Ik weet nu wat er aan de hand is. Eerst laat ik de Samurai zijn verdriet ontladen. Vervolgens vraag ik hem, daarbij een beroep doend op zijn eergevoel, of hij en mijn cliënte dezelfde ziel zijn. Een krachtig “nee!” is het antwoord. Het blijkt dat de ziel van onze Samurai na zijn dood troost zocht bij de eerdergenoemde geisha. Niet de Samurai maar de geisha blijkt een eerdere incarnatie van mijn cliënte te zijn.
Donderende klap
Met veel tact en liefde is zij er uiteindelijk in geslaagd om hem te laten vertrekken. Hij was een verstarde en verscheurde, maar tevens gevoelige en dappere persoonlijkheid. Het ga hem goed, op weg naar de zon. Even later lig ik in bed, in het donker. Plotseling valt boven in mijn atelier met donderende klap een blok hout om. Een laatste groet?
Niet zo handig van me, om een bij de nek aangehechte obsessor in het hart van de cliënte te laten sluiten. Hoewel alles zich daardoor wel zeer snel en duidelijk oploste. Al met al is dit de vierde keer in korte tijd dat ik in mijn praktijk op een obsessor stuit. Een korte inventarisatie leert dat ze het volgende met elkaar gemeen hebben:
- Ze zijn in verwarring en zoeken hulp (bewust of onbewust).

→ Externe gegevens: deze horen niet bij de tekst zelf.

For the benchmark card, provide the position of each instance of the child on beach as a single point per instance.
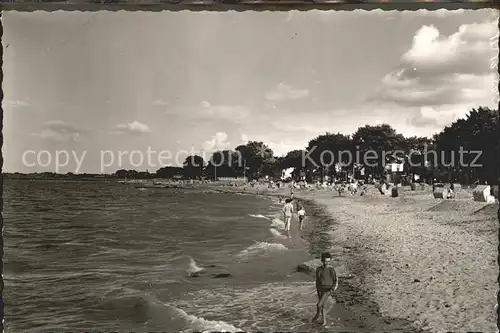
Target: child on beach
(288, 213)
(326, 283)
(302, 214)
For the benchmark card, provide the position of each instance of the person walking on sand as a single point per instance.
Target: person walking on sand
(326, 283)
(301, 214)
(288, 213)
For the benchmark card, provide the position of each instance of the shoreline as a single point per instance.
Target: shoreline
(355, 308)
(389, 245)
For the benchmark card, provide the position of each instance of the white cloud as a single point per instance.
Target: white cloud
(218, 142)
(284, 92)
(206, 111)
(441, 77)
(134, 127)
(59, 130)
(300, 127)
(160, 102)
(15, 103)
(281, 148)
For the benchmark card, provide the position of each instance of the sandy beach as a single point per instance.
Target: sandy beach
(429, 261)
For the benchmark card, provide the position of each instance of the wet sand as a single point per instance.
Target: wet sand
(417, 263)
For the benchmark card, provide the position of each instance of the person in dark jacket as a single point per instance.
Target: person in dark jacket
(326, 283)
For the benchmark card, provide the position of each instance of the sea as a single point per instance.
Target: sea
(85, 256)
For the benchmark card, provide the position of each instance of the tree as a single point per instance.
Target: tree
(169, 172)
(122, 173)
(254, 155)
(477, 132)
(381, 141)
(225, 163)
(193, 167)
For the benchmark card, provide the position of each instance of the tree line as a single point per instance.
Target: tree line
(467, 151)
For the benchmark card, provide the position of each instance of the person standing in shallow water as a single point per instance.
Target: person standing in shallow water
(301, 213)
(326, 283)
(287, 214)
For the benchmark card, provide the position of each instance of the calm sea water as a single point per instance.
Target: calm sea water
(106, 256)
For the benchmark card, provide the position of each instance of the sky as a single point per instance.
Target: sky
(82, 89)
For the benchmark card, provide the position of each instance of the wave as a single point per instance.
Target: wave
(278, 224)
(259, 216)
(193, 267)
(277, 234)
(261, 248)
(199, 324)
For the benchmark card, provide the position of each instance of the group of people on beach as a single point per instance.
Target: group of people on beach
(288, 211)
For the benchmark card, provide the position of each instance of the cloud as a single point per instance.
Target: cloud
(300, 127)
(284, 92)
(206, 111)
(281, 148)
(218, 142)
(439, 70)
(15, 103)
(61, 131)
(441, 77)
(134, 127)
(160, 102)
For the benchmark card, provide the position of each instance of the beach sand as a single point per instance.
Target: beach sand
(421, 260)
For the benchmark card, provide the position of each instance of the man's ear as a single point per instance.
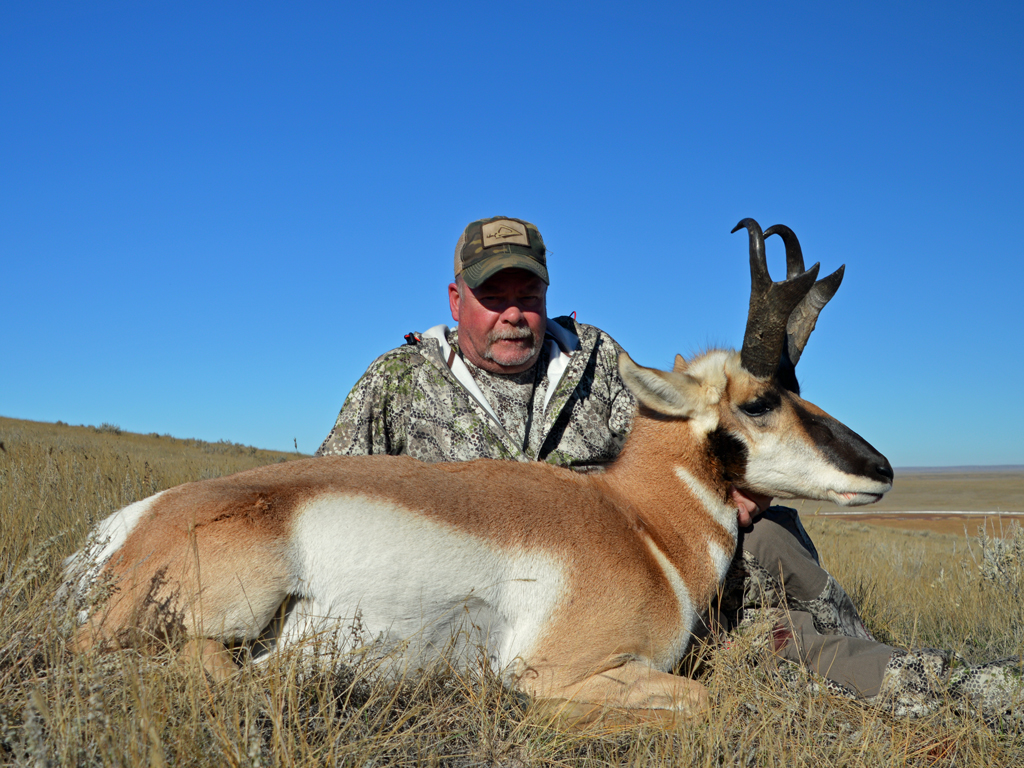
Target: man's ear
(667, 392)
(454, 300)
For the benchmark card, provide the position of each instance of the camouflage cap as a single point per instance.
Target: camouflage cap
(488, 246)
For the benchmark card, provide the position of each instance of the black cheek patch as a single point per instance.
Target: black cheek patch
(842, 446)
(729, 452)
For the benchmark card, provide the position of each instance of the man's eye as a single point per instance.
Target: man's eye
(757, 408)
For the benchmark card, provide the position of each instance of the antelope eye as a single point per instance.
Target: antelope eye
(756, 408)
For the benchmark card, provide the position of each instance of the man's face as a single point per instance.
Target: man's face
(502, 322)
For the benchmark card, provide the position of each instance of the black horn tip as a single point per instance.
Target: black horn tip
(779, 229)
(748, 223)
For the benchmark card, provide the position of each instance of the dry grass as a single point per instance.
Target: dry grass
(123, 709)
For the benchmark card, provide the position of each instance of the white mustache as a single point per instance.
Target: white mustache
(506, 334)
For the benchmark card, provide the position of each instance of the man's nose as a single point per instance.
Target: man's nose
(512, 314)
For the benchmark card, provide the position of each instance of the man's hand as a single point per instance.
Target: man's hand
(749, 505)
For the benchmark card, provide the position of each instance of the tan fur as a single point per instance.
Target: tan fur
(210, 560)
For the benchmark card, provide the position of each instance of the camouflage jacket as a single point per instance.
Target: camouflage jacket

- Ze hechten aan bij een hen vertrouwd persoon en/of bij iemand die -al dan niet met hulp- over de kwaliteiten beschikt om de obsessor te helpen.
- Er is een gemeenschappelijk element in ervaring, karakter of situatie van cliënt en obsessor.
Ik begin van obsessors te houden, laat ze maar komen!